Informal event to launch the Sonic Cyberfeminisms Zine
In recent years, the relationship between sound, gender and technology has gained increasing attention. There have been a number of artist networks, archives and educational initiatives established in the hope of tackling the gendered exclusions from and disparities within the technocentric fields of electronic music, audio production and sound arts.
Like feminism itself, these projects have had multiple, sometimes conflicting aims, agendas and ambitions. Many have focused on women’s absence in musical cultures and have sought to increase the representation of women artists. Others have sought to empower women through educational initiatives. But what does it mean to be a ‘women musician, artist or sound artist?’ Are attempts at inclusion enough? Who is ‘being educated’ and why? What assumptions are being made about what and who counts?

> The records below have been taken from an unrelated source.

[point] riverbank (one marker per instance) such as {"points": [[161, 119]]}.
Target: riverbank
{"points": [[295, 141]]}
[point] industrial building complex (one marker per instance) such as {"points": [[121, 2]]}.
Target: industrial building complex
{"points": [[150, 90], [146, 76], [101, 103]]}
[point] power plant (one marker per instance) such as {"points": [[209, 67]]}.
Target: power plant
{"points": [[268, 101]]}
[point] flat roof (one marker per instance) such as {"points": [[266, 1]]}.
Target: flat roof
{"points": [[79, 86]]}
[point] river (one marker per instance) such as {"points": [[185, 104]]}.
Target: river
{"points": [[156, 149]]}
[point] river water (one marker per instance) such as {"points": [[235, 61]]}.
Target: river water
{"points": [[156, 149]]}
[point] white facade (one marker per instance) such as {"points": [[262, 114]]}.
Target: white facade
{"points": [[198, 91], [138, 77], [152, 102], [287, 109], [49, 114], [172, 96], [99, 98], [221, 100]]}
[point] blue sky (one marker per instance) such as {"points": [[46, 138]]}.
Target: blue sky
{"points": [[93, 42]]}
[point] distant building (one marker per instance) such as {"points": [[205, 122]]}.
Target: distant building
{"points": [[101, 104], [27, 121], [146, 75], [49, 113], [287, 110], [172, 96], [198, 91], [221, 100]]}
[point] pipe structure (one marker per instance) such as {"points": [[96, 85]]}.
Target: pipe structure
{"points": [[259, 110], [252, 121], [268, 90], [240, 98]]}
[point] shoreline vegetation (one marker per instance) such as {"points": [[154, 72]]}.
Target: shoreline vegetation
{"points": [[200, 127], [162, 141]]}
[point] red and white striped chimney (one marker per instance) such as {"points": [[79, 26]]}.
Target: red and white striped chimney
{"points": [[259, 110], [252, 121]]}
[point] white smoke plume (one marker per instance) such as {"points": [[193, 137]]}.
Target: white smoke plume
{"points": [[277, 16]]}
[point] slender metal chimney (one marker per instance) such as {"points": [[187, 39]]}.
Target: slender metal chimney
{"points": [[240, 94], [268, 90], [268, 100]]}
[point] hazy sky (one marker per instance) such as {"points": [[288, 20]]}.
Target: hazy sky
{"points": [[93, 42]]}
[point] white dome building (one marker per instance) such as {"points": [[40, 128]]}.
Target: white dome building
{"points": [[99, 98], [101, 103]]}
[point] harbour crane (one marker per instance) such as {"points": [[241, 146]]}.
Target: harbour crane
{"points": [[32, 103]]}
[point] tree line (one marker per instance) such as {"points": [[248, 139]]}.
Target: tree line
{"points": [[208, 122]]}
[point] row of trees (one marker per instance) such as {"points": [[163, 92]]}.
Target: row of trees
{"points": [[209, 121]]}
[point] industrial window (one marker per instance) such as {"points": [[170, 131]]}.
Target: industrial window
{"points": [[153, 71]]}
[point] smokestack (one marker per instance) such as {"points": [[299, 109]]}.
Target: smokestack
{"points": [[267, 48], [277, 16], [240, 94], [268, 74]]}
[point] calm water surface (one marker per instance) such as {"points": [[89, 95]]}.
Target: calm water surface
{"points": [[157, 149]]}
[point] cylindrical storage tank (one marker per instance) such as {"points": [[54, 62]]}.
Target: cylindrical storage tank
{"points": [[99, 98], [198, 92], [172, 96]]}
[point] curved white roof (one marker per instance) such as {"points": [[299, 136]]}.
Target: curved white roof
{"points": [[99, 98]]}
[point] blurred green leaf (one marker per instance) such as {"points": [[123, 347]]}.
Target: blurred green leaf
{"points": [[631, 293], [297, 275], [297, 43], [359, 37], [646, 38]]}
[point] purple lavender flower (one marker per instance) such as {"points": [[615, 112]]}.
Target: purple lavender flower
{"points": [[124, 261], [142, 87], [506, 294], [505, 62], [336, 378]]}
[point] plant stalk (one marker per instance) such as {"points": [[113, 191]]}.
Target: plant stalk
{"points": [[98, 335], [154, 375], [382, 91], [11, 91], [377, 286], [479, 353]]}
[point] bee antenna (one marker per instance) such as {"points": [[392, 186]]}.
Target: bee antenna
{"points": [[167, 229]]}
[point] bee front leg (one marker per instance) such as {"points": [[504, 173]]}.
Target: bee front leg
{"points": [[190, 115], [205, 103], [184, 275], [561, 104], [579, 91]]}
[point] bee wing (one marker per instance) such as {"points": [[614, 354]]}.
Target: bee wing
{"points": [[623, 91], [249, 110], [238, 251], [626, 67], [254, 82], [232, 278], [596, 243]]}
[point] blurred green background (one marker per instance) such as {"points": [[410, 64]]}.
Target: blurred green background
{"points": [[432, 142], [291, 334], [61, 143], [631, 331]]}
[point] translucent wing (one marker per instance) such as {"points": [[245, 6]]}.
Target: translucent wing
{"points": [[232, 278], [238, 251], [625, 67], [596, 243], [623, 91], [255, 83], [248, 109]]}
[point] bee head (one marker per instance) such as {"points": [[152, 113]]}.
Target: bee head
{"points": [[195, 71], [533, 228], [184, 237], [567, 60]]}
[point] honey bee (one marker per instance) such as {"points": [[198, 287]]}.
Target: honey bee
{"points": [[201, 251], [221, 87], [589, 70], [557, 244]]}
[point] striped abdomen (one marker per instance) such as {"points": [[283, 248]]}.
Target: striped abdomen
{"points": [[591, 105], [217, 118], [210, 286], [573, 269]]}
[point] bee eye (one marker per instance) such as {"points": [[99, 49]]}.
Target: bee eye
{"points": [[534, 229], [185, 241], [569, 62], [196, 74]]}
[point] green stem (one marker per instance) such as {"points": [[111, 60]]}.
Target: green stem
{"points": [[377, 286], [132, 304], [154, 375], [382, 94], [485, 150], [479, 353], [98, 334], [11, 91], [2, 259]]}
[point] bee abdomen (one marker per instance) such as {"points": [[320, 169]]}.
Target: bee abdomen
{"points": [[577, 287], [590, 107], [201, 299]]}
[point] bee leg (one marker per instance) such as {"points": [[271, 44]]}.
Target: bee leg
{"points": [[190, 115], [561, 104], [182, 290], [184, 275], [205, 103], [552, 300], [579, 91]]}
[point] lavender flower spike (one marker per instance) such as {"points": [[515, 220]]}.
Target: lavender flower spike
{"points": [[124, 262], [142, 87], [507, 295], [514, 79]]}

Sonic Cyberfeminisms is an ongoing project that explores the relationship between gender, feminism, sound and technology. The project began in February 2014, with a panel discussion at CTM Festival, Berlin, organized by Annie Goh featuring Sadie Plant, Fender Schrade, Marie Thompson and Susanne Kirchmayr. Since then, Annie and Marie have held a series of events, reading groups and discussions. So far these have taken the form of an online reading group; a panel discussion at Goldsmiths, University of London; a symposium at the University of Lincoln featuring workshops, performances and papers; and a reading group at the ICA London. In September 2018, a number of participants from the project took part in a Sonic Cyberfeminisms residency at Wysing Arts Centre, Cambridge.
The Sonic Cyberfeminisms zine as well as an hour-long podcast were produced at the residency at Wysing Arts Centre. Participants of the residency were: Robin Buckley, Annie Goh, Marlo De Lara, Jane Frances Dunlop, Natalie Hyacinth, Miranda Iossifidis, Louise Lawlor, Frances Morgan, Shanti Suki Osman and Marie Thompson.
There will be brief introductions to the Sonic Cyberfeminisms project by Marie Thompson and Annie Goh. Althea Greenan will say a few words about the Women's Art Library. We will be screening a short poem video by Anuka Ramischwili-Schafer entitled "corridors, highways" followed by a brief discussion with the artist about their work. Refreshments will be served.
This event has been kindly funded by the CHASE Feminist Network Small Grants Fund.
Non-Goldsmiths visitors should notify security at the Library reception in order to attend the event.